O que a ascensão e queda de bandas como NX Zero, Fresno e Hateen falam sobre as mudanças que a indústria musical passou nos últimos 15 anos.

por Amanda Cavalcanti
13 Julho 2018, 10:00am

Capas de 'Redenção' (2008), da Fresno e 'NX Zero' (2006), do NX Zero.

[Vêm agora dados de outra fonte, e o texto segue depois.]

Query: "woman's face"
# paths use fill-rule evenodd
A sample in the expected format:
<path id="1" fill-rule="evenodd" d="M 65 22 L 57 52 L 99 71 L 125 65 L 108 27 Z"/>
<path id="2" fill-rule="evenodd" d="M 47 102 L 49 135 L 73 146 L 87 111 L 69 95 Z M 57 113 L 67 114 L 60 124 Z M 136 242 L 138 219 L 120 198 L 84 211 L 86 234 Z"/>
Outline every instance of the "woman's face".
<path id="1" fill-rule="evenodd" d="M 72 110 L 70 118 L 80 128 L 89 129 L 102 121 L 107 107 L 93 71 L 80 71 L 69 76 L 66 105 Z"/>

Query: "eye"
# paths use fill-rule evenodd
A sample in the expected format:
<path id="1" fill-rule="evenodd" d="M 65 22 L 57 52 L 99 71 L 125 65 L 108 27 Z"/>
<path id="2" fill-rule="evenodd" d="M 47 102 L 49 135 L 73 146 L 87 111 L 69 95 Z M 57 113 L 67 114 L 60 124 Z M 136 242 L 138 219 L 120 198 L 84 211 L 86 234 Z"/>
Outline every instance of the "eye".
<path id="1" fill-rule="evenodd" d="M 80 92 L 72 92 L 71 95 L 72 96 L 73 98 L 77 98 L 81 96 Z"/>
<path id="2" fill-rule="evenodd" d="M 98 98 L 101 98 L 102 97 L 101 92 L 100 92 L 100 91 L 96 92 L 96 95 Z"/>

Em um domingo de outubro de 2005, foi ao ar uma matéria no Fantástico que falava de bandas que faziam um som “pesado” mas, ao mesmo tempo, encontravam espaço pra falar de amor e sentimentos. O emotional hardcore, ou emo, como o programa dominical definiu, ganhava tração no Brasil e era facilmente identificável pela “franjinha pro lado pra eles, lacinho no cabelo pra elas, boné de lado, piercing no lábio, meia arrastão, colar de bolinha, cinto de rebite” dos adolescentes que andavam pela Galeria do Rock, no centro de São Paulo.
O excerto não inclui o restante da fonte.